# cpp-transformer

**Repository Path**: gszx_admin/cpp-transformer

## Basic Information

- **Project Name**: cpp-transformer
- **Description**: No description available
- **Primary Language**: Unknown
- **License**: Not specified
- **Default Branch**: main
- **Homepage**: None
- **GVP Project**: No

## Statistics

- **Stars**: 0
- **Forks**: 0
- **Created**: 2025-12-04
- **Last Updated**: 2025-12-04

## Categories & Tags

**Categories**: Uncategorized

**Tags**: None

## README

# cpp-transformer
A C++ implementation of Transformer without special library dependencies, including training and inference.

This project replicates the content of [Chapter 11](https://d2l.ai/chapter_attention-mechanisms-and-transformers/transformer.html) on Transformers in Dive into Deep Learning.

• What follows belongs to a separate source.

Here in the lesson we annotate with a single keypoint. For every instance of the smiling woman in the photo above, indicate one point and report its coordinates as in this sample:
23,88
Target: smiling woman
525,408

It builds an English-French machine translation model using C++. The project develops its own automatic differentiation framework and only depends on the C++ standard library, aiming to help users understand the underlying principles of Transformers.

## Project Highlights
### Principle - Oriented

We construct the model starting from fundamental operations without relying on deep learning frameworks. This approach clearly demonstrates the operational mechanism of Transformers.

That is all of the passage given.